C’est pourquoi il aborde la question des temps et des moments du retour du Christ. Pas besoin d’en écrire d’avantage puisque le temps, selon l’enseignement constant des Ecritures,[4] appartient à Dieu et échappe aux hommes. Paul souligne et interprète la tradition prophétique du Jour du Seigneur,[5] qui sera le jour du jugement, et qui arrivera quand nul ne l’attendra. Personne ne pourra y échapper.
Paul reprend l’opposition jour-nuit, ténèbres-lumière, pour la travailler radicalement.[6] Les hommes sont ainsi divisés en deux catégories, les bons et les pervers, animés de deux esprits opposés. Les uns sont engagés dans la voie du mal qui mène à leur perte, tandis que les autres empruntent le chemin du bien, qui les conduit à la vie. Les croyants sont des fils de la lumière apportée par le Christ, ils sont tous sous son influence bénéfique et en sont profondément solidaires. Dieu les destine au salut, à la vie en plénitude dans le Christ. La colère de Dieu ne les concerne pas, ils doivent seulement être vigilants au retour de Jésus et mener une existence sobre. Paul veut apporter un apaisement aux angoissés d’une communauté vivant dans l’attente anxieuse du Seigneur. Une parole de réconfort que les croyants doivent avoir à cœur d’entretenir entre eux sans surenchérir dans l’anxiété.
Paul nous donne des conseils pour entretenir aujourd’hui en nous l’espérance du retour du Seigneur en menant une existence sobre et paisible, mais aussi en cultivant la vigilance. Nombreux sont ceux qui ont abandonné toute idée d’une venue en gloire du Christ. Trop de temps s’est écoulé depuis sa mort en croix. Dieu aurait-il abandonné les êtres humains dans leurs ténèbres ? Prétendre cela ne prend pas en compte la force de germination de la résurrection qui relève, non pas du temps linéaire des hommes, mais de l’éternité de Dieu dans la cyclicité des saisons et des âges. Le Christ est venu en prenant chair, il reviendra et il revient. Il reviendra quand sera consommé le temps du monde, mais il revient tous les jours dans nos vies. Apprenons à discerner les signes de sa présence parmi nous dans le sourire d’un enfant, le visage du pauvre, de l’exclu, de l’affamé de pain et de justice. Jésus revient pour nous chaque fois que leur regard croise le nôtre.

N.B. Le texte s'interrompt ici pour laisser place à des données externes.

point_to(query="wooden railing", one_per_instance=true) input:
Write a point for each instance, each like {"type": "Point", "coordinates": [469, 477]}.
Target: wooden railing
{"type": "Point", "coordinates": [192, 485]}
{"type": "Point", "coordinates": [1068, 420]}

[1] Paul écrit la première lettre aux Thessaloniciens au début de l’année 51, soit une vingtaine d’années après la mort du Christ et quelques dizaines d’années avant la rédaction finale des quatre évangiles. Des récits oraux relatifs à la vie de Jésus ou à ses paroles circulaient dans les communautés qui ont vu naître les évangiles. Certains de ces récits ou de ces paroles étaient connus de Paul.
[2] L’apôtre s’était rendu à Thessalonique en 50, au cours de son deuxième voyage.
[3] Voici ce que nous vous disons d’après une parole du Seigneur : nous les vivants, qui seront restés jusque la venue du Seigneur, nous ne devancerons pas du tout ceux qui sont morts (1 Th 4,15).
[4] C’est lui qui fait alterner les temps et les moments ; il renverse les rois et il élève les rois ; il donne la sagesse aux sages et la connaissance à ceux qui savent discerner (Dn 2,21).
[5] Malheureux ceux qui misent sur le Jour du Seigneur ! A quoi bon ? Que sera pour nous le Jour du Seigneur ? Il sera ténèbres et non lumière. C’est comme un homme qui fuit devant un lion et que l’ours surprend ; il rentre chez lui, appuie la main au mur, et le serpent le mord. Ne sera-t-il pas ténèbres, le Jour du Seigneur et non lumière, obscur, sans aucune date (Am 5,18-20).
[6] Dans une opposition dualiste qui ne se retrouve pas aussi nettement dans les écrits vétérotestamentaires, mais bien dans les textes de Qumran.